Publish new LL.atexit() function that accepts a Lua function (or C++ closure)
and saves it (in Registry["atexit"] table) to call later.
Make ~LuaState() walk the Registry["atexit"] table, if it exists, calling each
function appended to that table.
(Consider using that mechanism to clean up a LuaListener, if one was
instantiated. Possibly also use for p.s. leap.run()? But that's run after
every expr() call, instead of only at ~LuaState() time. Pragmatically, though,
the distinction only matters for a LUA Debug Console LUA string with "clean
lua_State" unchecked.)
For use by future lua_function() entry points, lua_emplace<T>(ctor args...)

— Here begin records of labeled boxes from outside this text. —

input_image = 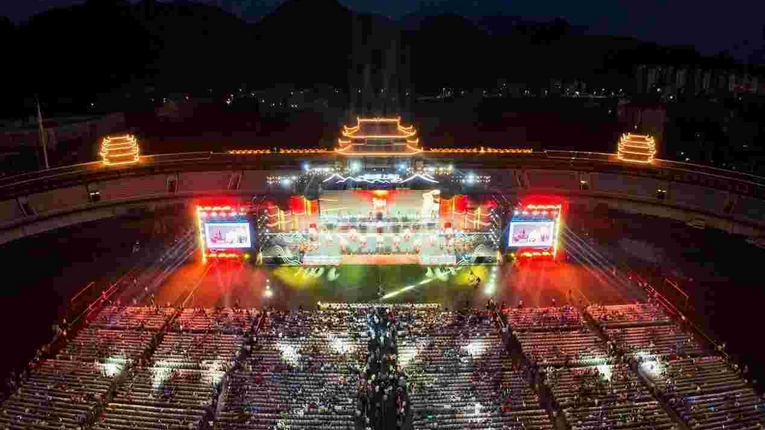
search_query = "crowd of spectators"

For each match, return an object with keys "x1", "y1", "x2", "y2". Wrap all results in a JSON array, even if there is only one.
[
  {"x1": 545, "y1": 364, "x2": 674, "y2": 430},
  {"x1": 640, "y1": 356, "x2": 765, "y2": 429},
  {"x1": 397, "y1": 307, "x2": 552, "y2": 429},
  {"x1": 215, "y1": 309, "x2": 366, "y2": 429}
]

pushes a Lua userdata object containing a newly-constructed T instance --
actually a std::optional<T> to avoid double destruction. lua_emplace<T>() is
specifically intended to be usable even for T with a nontrivial destructor: it
gives the userdata a metatable with a __gc function that destroys the
contained T instance when the userdata is garbage collected. But since garbage
collection doesn't guarantee to clean up global variables with __gc methods,
lua_emplace<T>() also uses LL.atexit() to ensure that ~T() will run when the
LuaState is destroyed.
The companion to lua_emplace<T>() is lua_toclass<T>(), which returns a
non-nullptr T* if the referenced index is in fact a userdata created by
lua_emplace<T>() for the same T, that has not yet been destroyed. This lets
C++ code access a T previously embedded in Lua userdata.